How we approach data
A plain-English walkthrough of how Civica handles country data, why the approach matters, and what you'll see on reader pages as a result. For the academic specifications, see the methodology hub.
The problem with single-source reference works
Public country-data sites generally republish a single upstream source — usually the CIA World Factbook, sometimes Wikipedia infoboxes, occasionally the World Bank. This works until the source has a problem.
The CIA World Factbook was sunset on 4 February 2026. Its last vintage is frozen at January 2026 — a useful reference, but it stops getting updates. Wikipedia infoboxes are crowdsourced and frequently stale; one country's population on Wikipedia might be from 2014 even though a 2024 measurement is available elsewhere. The World Bank publishes excellent data but only for the indicators in its World Development Indicators basket, and only on its quarterly release cycle.
Worse, single-source sites tend to hide the limitation. When the source goes stale, the staleness propagates silently. When two reasonable people would draw on different sources, the choice gets made invisibly. When sources disagree, the disagreement gets buried.
Civica's approach is to integrate multiple authoritative publishers, expose the disagreements, and document the rules.
Multi-source reconciliation
Civica integrates 20 source orchestrators — one per upstream publisher — into a single canonical data layer. Currently:
- Frozen archive: CIA World Factbook (final January 2026 vintage, public domain).
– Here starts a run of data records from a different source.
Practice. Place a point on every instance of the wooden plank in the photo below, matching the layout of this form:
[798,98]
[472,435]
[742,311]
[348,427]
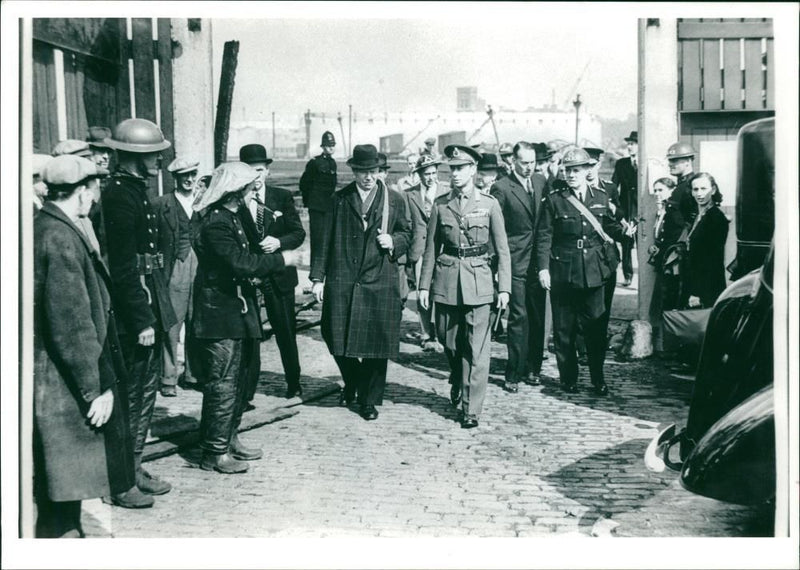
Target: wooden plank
[712,76]
[753,75]
[732,74]
[716,30]
[770,74]
[690,59]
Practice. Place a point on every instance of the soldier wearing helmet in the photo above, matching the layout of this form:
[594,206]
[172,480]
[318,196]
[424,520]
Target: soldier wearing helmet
[140,292]
[576,256]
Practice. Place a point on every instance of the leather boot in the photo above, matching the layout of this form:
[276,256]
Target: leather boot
[223,463]
[239,451]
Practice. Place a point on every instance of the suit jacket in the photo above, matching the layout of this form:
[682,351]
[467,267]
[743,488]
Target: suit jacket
[361,310]
[567,244]
[520,213]
[626,178]
[444,274]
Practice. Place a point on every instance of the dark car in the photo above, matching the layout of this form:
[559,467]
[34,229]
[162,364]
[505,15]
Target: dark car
[727,449]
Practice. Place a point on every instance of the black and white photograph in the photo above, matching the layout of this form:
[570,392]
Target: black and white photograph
[400,285]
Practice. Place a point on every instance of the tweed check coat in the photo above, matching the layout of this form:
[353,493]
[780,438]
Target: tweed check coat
[361,307]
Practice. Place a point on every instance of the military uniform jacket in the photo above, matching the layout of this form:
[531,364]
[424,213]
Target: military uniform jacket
[318,183]
[520,212]
[456,280]
[361,309]
[568,245]
[131,229]
[224,269]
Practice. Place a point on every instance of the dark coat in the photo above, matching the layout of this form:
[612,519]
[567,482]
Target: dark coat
[626,178]
[225,265]
[131,229]
[361,309]
[76,358]
[705,266]
[167,209]
[520,213]
[318,183]
[287,228]
[562,228]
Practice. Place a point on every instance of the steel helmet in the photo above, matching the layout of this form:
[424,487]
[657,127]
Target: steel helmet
[680,150]
[137,135]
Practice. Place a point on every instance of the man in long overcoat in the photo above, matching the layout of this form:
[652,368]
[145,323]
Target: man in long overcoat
[81,443]
[361,311]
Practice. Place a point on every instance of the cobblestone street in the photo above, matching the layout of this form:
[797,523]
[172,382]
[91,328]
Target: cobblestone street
[542,462]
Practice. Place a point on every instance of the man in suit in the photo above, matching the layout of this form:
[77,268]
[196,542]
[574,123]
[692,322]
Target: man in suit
[176,227]
[317,184]
[355,276]
[575,257]
[626,177]
[519,196]
[466,226]
[277,227]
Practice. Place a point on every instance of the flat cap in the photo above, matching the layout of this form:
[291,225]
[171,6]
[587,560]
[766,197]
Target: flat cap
[70,169]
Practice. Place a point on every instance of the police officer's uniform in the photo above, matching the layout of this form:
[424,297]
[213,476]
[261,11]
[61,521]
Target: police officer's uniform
[464,230]
[580,263]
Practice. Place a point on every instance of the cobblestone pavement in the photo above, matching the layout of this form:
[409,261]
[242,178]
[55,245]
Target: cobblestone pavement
[541,463]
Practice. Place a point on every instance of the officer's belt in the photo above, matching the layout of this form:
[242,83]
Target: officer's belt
[146,262]
[470,251]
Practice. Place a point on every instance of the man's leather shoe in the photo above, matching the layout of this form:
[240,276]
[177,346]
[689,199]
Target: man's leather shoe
[133,498]
[223,463]
[151,485]
[369,413]
[469,422]
[239,451]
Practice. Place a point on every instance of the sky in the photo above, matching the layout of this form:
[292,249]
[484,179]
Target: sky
[516,55]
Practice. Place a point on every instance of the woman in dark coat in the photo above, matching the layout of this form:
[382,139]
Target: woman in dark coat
[704,274]
[81,444]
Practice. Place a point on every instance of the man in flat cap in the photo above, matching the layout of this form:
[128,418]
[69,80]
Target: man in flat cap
[575,256]
[274,226]
[465,228]
[355,276]
[177,224]
[317,184]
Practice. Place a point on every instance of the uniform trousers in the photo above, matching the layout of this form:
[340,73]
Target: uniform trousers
[222,369]
[584,308]
[144,368]
[365,377]
[280,312]
[525,333]
[464,331]
[180,296]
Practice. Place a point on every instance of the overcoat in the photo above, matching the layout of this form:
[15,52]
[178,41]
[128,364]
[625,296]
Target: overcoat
[76,359]
[361,309]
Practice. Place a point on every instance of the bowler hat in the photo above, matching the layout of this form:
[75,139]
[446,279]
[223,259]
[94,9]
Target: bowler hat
[252,153]
[365,157]
[459,154]
[97,137]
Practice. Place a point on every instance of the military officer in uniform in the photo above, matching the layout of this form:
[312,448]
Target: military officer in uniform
[317,185]
[576,256]
[465,228]
[140,294]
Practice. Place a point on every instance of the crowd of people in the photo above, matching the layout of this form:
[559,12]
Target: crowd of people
[120,279]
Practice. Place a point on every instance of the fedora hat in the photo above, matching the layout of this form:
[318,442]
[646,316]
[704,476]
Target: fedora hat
[365,157]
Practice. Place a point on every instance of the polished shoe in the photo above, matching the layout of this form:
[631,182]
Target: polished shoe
[151,485]
[293,391]
[133,498]
[469,422]
[169,391]
[369,413]
[223,463]
[239,451]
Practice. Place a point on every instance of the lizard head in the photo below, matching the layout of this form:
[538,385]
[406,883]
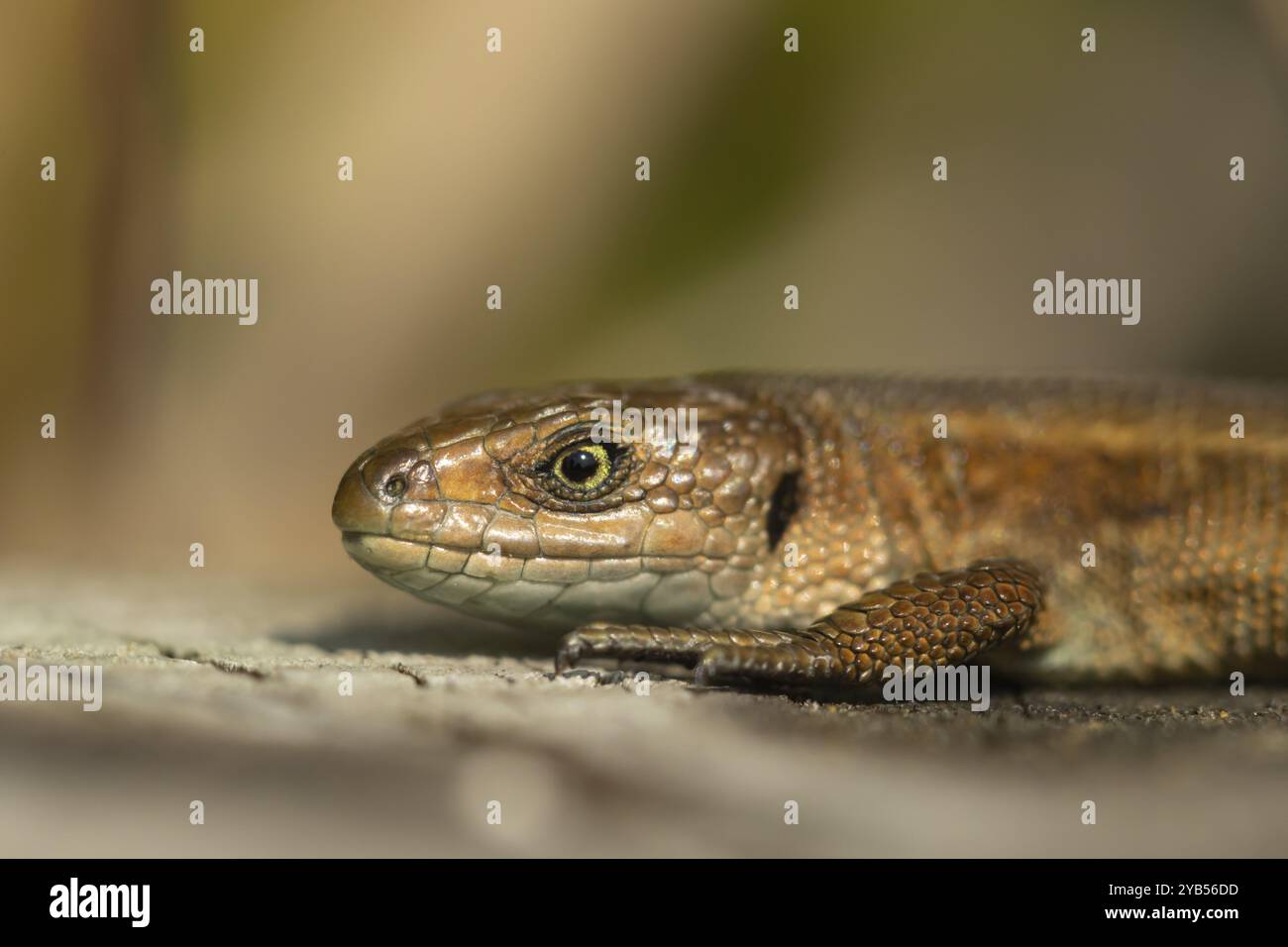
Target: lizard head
[653,502]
- Tier-1 publishers (11): World Bank, IMF, UN, WHO, UNESCO, UNDP, OECD, FAO, ILO, Eurostat, WTO.
- Governance-specialist sources: V-Dem (Varieties of Democracy).
- Knowledge spine: Wikidata.
- National statistics offices:rolling out in waves — US Census Bureau, ONS-UK, INSEE-FR, Statistics Canada, IBGE-BR, Stats SA in the first in-progress wave of 6.
Each source has a dedicated sync orchestrator that pulls fresh data on a documented cadence (quarterly for most Tier-1 publishers, annually for some classification sources, daily for the Pulse event ingest). Each sync writes into a single canonical table called country_facts, with statement-level provenance: which source, which date the source measured the value, which license the data is shared under, which fact-key it corresponds to, and whether the row is a measurement or a forecast.
For a live count of facts, fact-keys, and multi-sourced coverage, see the about page. The dataset is growing as new sources land and existing sources publish new vintages.
What happens when sources disagree
When the World Bank says one number and the IMF says another, Civica does not silently pick one. The reconciliation resolver applies a documented rule set.
Freshness as the default tiebreaker.When two sources publish a value for the same country and indicator, the source with the more recent measurement date wins canonical, unless overridden by an editorial assertion. This handles the most common case — both publishers measured the same thing, one did it more recently, the recent measurement is canonical.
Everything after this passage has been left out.